The red stop light got turned on and I noticed that the little girl had finally pressed the stop button. The bus stopped by a little photography shop, and the girl stood up from her seat. But then, when I looked at her, I was suddenly staring at an old woman. She smiled politely at me, just like before. She had some trouble getting down to the doors, and I looked amazed while she stepped out on the side walk and went in to visit the photographer. I managed to see her shaking a man's hand, where after he showed her a seat that was surrounded by white lilies and a sharp cone of light.

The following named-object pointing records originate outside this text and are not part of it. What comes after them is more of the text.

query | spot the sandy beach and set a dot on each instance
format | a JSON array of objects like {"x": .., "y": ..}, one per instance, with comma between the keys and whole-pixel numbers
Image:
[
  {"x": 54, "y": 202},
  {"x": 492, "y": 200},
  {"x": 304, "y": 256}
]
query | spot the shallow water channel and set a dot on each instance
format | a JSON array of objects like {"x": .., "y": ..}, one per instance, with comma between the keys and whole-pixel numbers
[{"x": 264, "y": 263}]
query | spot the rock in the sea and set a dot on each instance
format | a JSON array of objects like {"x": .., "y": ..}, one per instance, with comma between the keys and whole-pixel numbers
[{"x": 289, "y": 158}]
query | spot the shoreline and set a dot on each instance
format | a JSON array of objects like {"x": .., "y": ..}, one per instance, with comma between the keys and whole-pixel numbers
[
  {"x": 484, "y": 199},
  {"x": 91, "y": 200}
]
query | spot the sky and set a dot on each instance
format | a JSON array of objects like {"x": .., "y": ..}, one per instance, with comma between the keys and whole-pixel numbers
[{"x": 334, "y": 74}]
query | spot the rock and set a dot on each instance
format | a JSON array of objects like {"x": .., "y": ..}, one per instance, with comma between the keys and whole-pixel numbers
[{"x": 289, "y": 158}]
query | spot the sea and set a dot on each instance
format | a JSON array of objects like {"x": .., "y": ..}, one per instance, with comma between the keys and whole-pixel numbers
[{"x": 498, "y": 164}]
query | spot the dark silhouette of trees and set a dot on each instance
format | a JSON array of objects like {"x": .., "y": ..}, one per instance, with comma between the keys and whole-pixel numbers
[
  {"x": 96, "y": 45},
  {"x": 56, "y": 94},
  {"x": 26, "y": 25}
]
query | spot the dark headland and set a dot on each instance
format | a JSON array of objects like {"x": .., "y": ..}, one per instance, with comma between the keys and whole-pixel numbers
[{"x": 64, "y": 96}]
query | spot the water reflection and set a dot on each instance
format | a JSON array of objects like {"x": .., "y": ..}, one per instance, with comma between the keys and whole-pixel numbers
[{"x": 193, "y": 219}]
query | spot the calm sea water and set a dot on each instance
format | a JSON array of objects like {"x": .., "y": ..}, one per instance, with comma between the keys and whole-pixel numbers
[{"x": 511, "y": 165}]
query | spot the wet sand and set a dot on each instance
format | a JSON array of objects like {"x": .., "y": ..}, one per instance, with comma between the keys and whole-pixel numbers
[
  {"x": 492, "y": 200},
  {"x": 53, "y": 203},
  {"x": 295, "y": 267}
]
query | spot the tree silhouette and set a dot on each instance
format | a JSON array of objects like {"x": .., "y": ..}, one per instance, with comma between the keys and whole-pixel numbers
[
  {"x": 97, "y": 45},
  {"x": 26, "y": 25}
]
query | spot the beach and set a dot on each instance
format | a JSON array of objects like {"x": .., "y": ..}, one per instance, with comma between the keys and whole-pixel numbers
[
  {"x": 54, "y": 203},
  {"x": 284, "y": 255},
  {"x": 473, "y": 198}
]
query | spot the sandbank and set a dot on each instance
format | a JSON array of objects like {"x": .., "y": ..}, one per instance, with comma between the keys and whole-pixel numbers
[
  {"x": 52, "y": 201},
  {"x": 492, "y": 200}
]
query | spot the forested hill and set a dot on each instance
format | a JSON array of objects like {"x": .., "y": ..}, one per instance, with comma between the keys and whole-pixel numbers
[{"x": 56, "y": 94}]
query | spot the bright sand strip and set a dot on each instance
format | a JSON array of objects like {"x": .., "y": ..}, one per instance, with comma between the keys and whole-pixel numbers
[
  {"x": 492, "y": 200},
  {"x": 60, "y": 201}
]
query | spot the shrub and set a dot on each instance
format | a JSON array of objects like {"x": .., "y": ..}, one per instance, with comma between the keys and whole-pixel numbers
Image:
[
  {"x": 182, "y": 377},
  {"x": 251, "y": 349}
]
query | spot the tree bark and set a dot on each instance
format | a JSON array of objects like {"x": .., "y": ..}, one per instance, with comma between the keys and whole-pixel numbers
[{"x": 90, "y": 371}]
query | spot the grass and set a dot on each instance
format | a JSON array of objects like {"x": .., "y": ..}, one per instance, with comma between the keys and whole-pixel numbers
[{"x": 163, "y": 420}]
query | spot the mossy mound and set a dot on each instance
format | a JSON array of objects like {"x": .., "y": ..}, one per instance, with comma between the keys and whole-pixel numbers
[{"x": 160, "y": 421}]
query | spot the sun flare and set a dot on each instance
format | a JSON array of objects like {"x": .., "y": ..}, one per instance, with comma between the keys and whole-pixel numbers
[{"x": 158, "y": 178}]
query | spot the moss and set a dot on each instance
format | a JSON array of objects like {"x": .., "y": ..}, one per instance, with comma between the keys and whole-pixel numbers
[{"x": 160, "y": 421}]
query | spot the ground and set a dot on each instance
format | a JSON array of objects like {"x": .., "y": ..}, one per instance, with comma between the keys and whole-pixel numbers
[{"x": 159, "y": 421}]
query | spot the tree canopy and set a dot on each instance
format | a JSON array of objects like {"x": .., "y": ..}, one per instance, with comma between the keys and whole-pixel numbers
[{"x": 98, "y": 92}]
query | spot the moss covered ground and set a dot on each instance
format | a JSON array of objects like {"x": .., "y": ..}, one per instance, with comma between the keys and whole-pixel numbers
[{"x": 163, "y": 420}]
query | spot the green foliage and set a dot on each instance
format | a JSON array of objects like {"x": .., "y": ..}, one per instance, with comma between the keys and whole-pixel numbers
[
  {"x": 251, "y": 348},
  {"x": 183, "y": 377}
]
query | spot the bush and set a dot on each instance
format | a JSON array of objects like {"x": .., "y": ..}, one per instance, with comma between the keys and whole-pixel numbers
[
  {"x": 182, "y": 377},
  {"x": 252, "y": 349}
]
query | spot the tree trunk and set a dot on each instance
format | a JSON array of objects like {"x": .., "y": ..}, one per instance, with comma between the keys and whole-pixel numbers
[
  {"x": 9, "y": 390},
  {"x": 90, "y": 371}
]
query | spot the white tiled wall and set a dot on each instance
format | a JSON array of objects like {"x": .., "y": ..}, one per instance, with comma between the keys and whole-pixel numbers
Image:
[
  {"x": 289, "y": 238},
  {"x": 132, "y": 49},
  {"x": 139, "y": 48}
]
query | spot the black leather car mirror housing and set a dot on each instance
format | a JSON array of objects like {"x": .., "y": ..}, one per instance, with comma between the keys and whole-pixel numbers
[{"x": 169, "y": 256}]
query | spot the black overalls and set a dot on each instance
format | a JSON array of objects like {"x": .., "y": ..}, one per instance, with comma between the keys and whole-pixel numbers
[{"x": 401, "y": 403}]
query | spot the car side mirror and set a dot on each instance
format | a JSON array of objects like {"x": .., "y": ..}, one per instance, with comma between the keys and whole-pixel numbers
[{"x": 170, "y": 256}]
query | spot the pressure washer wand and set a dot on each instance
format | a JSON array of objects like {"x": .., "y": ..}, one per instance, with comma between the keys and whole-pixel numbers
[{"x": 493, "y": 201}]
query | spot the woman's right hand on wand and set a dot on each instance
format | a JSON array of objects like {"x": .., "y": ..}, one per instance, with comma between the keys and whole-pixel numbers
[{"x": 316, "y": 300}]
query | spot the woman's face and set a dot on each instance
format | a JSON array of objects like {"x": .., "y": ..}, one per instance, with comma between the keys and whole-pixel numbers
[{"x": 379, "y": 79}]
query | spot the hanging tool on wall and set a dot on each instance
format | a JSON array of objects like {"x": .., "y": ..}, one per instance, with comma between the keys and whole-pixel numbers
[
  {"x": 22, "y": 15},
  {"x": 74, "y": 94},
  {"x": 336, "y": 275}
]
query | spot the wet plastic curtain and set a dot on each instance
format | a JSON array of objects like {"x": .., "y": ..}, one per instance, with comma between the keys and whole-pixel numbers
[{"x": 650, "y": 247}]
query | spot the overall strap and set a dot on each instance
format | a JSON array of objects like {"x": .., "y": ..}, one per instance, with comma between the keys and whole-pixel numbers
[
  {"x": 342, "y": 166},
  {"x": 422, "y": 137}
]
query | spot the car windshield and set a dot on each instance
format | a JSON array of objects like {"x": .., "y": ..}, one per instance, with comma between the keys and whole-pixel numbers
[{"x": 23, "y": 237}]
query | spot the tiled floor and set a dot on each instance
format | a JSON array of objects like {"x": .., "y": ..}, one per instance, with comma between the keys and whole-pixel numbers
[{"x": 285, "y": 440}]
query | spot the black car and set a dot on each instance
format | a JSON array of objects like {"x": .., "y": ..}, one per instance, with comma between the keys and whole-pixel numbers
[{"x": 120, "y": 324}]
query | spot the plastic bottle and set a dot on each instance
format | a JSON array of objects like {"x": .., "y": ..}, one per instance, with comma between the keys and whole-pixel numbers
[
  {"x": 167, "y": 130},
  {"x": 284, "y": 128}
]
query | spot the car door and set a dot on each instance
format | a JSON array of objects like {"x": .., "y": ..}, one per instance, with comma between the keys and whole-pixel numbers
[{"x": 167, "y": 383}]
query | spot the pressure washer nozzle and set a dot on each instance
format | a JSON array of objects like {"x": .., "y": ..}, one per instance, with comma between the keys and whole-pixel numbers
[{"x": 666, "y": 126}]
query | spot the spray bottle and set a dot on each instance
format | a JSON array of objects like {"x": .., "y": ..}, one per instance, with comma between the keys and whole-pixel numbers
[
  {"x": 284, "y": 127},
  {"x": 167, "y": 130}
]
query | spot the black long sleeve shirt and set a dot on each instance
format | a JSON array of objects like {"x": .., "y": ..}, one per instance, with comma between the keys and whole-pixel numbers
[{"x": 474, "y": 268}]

The bus continued and I was left wondering. I was completely dry, and when I finally saw my own wrinkly fingers, I no longer wondered.
The next stop was my own, and I pressed the button. I limped down to the door, and finally got out. The bus disappeared down the street, while a young, exhausted man came running to the bus stop. He looked disappointingly at the dust that the bus had left behind.

"It seems like it could start raining soon, son," I told him and handed him the blue umbrella.

He first looked at me, then at the sky, but he accepted it nonetheless.
I wandered a bit down the street and I was soon enveloped by the red wall of the cemetery. With my shovel in hand I started another day of work, and it was the first time that day, where I could finally feel relieved. In the distance stood a pack of people, all dressed in black. They stood with hanging heads around a grave. In the middle of the crowd a towering, preaching, character stood as he read from a book. Then the coffin was lowered.
At that time, I didn't even think about my own father.
I thought of the little girl in the bus instead.